I don't know how these people get to go around without being challenged on the obvious fact that, for there to be seniors, there has to be someone training juniors. The level of hypocrisy and greed are beyond words, and the fact that every two-bit podcaster and reporter doesn't call these people out loudly and repeatedly is worse.
(They don't have complementary skills to themselves, so they're more likely to suppress wages of other immigrants - so you could say the rational thing would be for them to shut each other out and you to encourage it.)
PhDs get paid nothing and yet there's been a "shortage" for half a century.

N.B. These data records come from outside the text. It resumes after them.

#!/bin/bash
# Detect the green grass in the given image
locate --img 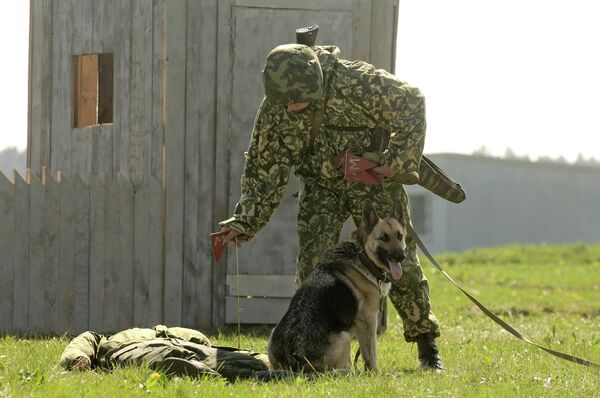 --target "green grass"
[0,244,600,398]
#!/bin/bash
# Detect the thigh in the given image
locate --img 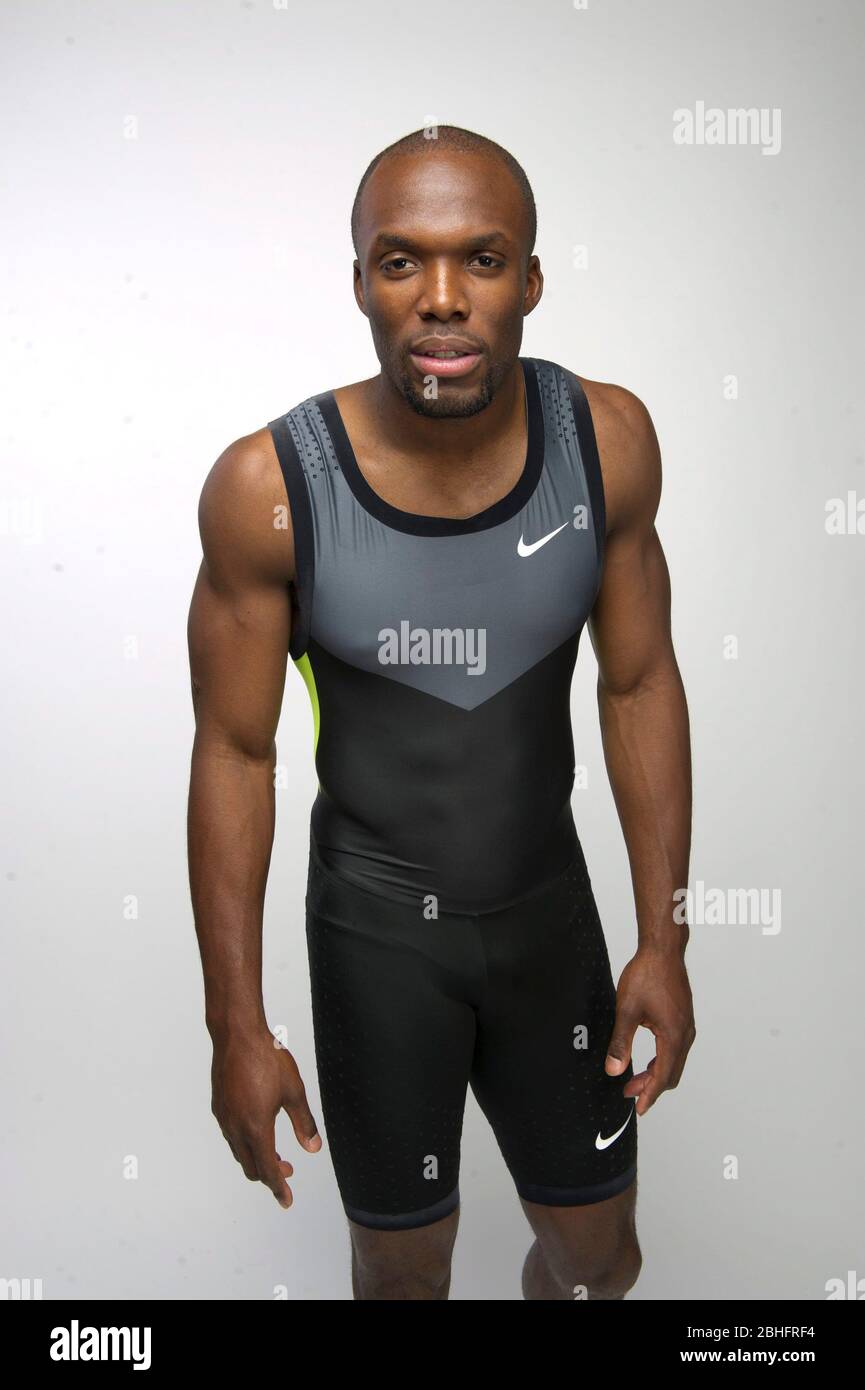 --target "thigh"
[471,852,637,1220]
[306,856,476,1233]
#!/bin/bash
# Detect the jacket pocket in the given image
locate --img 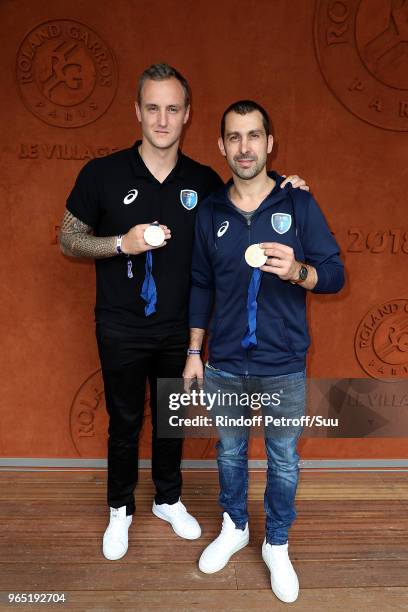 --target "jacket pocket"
[256,316,296,358]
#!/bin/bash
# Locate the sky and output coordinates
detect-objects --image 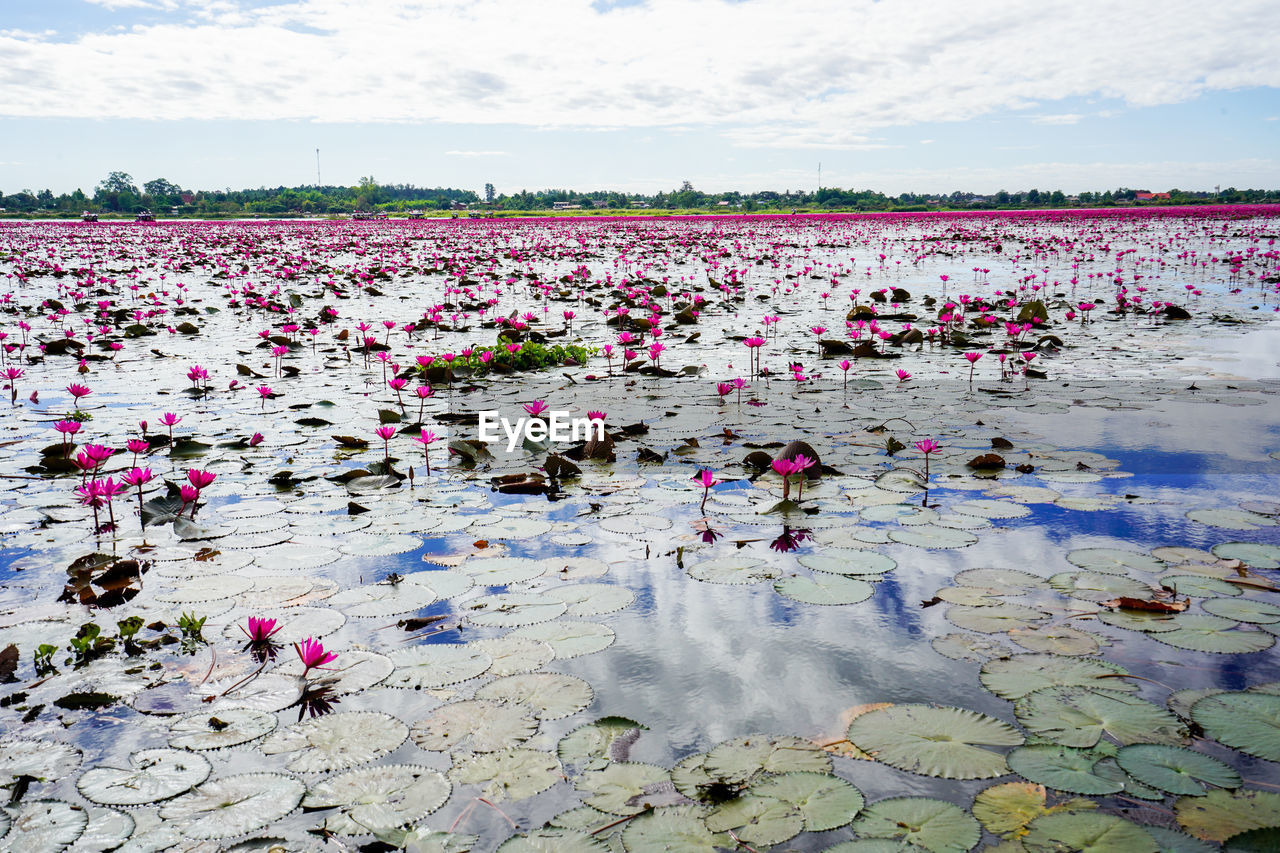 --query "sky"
[0,0,1280,195]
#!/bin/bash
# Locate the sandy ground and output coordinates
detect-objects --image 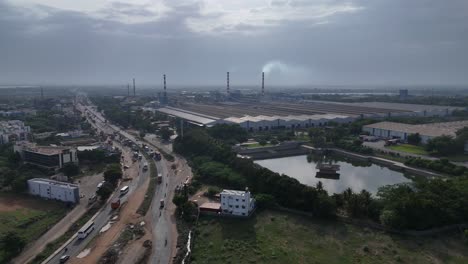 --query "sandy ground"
[11,174,104,263]
[70,173,149,264]
[0,194,58,212]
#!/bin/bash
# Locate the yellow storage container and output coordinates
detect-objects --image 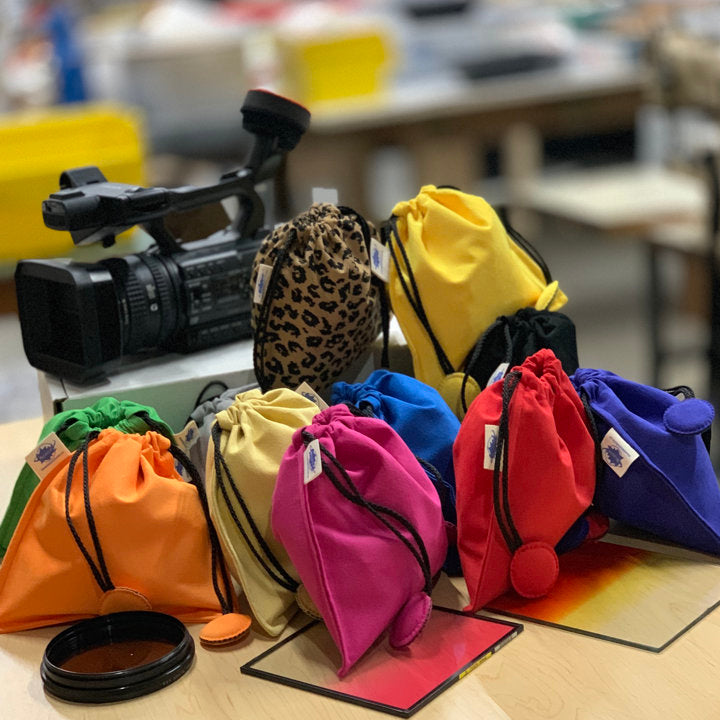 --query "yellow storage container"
[0,104,145,264]
[278,28,393,106]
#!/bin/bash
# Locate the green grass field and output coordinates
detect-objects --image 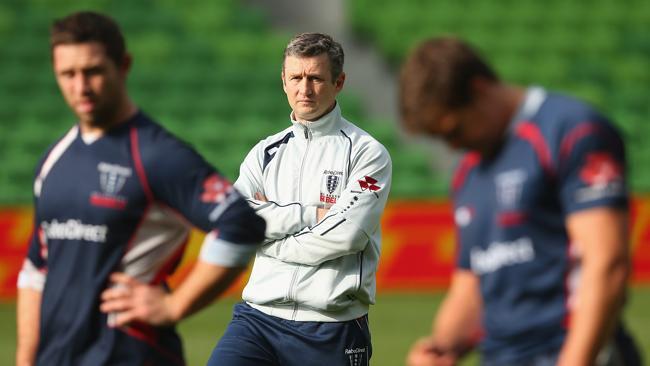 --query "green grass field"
[0,287,650,366]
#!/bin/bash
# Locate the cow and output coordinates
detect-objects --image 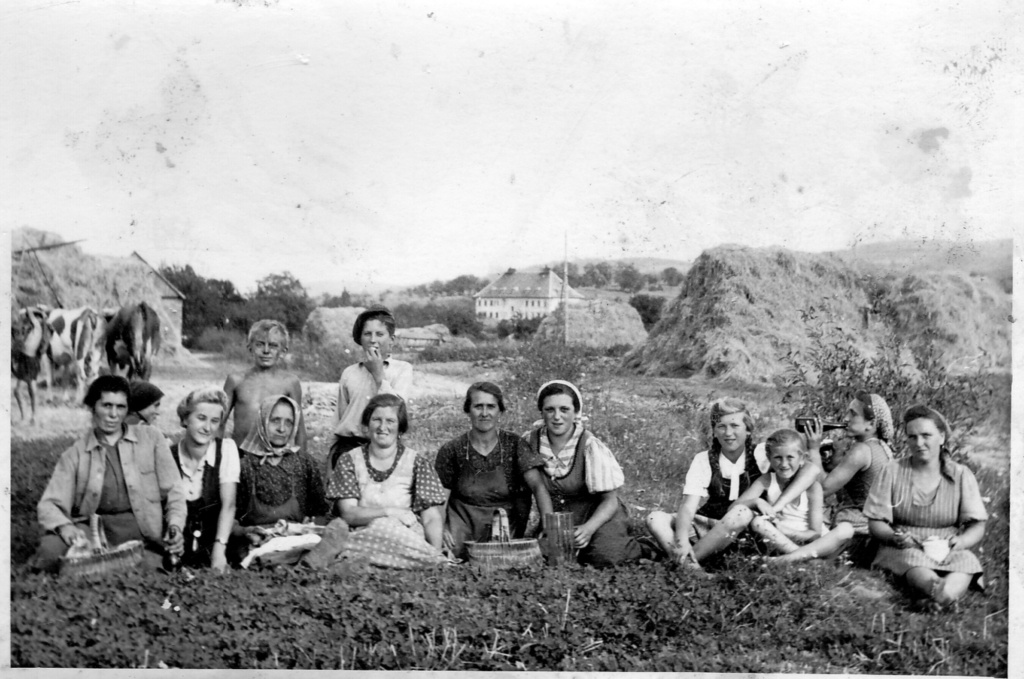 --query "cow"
[105,302,160,380]
[46,306,102,401]
[10,306,50,424]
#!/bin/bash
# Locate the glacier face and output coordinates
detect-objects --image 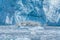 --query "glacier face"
[0,0,60,26]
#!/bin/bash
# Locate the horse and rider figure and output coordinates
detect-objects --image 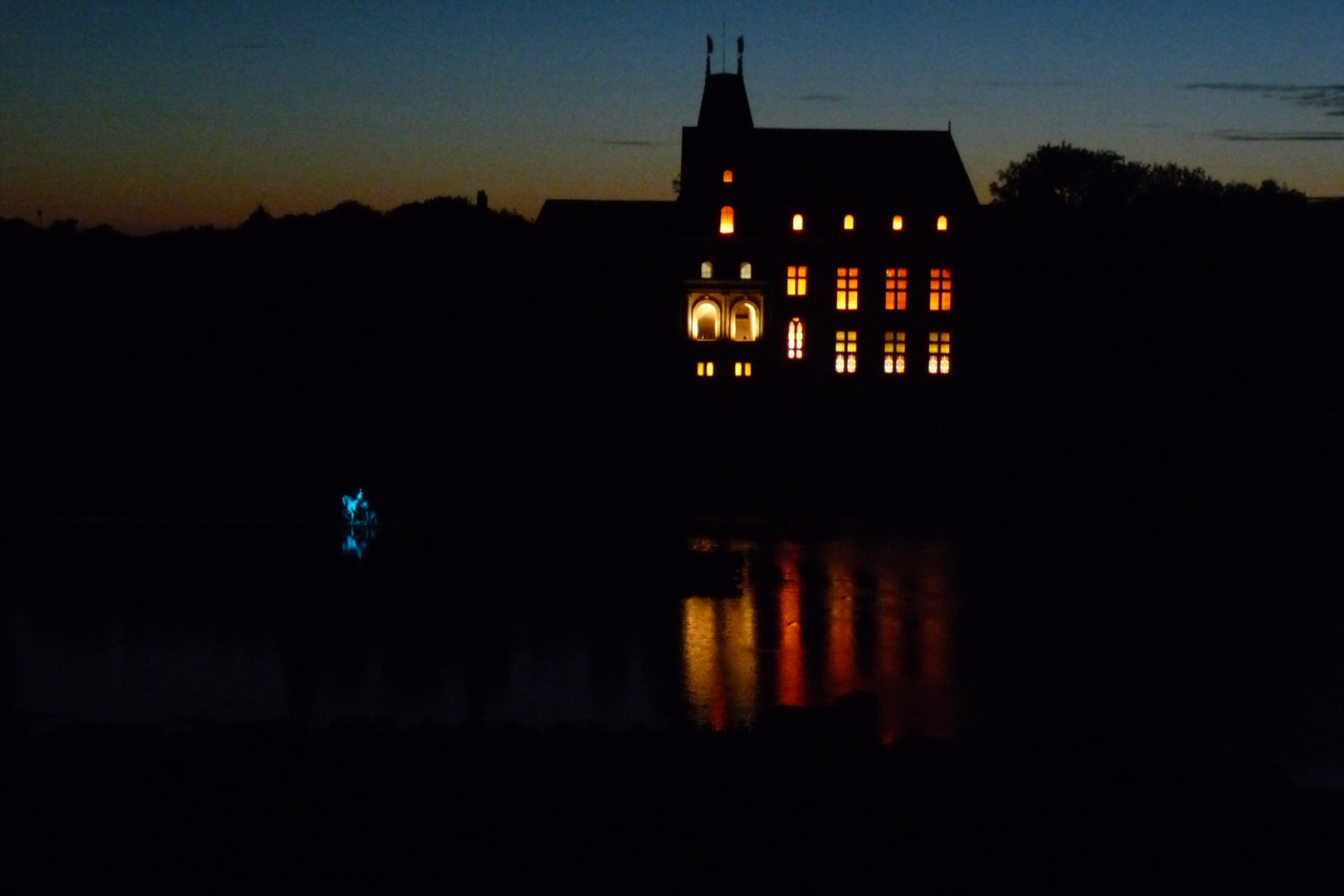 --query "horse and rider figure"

As a work immigrant myself I can't complain, but it's hard to ignore the cold calculation behind it. We're meant to be cheap labour that shows up pre-trained, and leaves before they get old.
Literally every "shortage" regarding any good in the world follows the same pattern you described which is "well it is a just a shortage at this low of a price. If price increases then there wouldn't be a shortage!"
So you describing literally every shortage ever for any good, but doing it in this weird moralizing way isnt particularly useful.
If you redefine shortage to mean literally anything that people wish was cheaper, then it becomes entirely detached from reality and economics. But if you think it's the appropriate definition, then let's make sure everyone is on the same page. We don't want half the population thinking that shortage means something acute, negative, and resolvable.
And don't get me started on mid-level developers looking at spending 50% of their net earnings on paying even a small mortgage, even with the small price drop happening right now.
As an NZ based CTO - I feel things have slowed quite a bit since the start of the year. That said, the market is more buoyant than the US based on comments from others here. I think things will pick up in the new year again.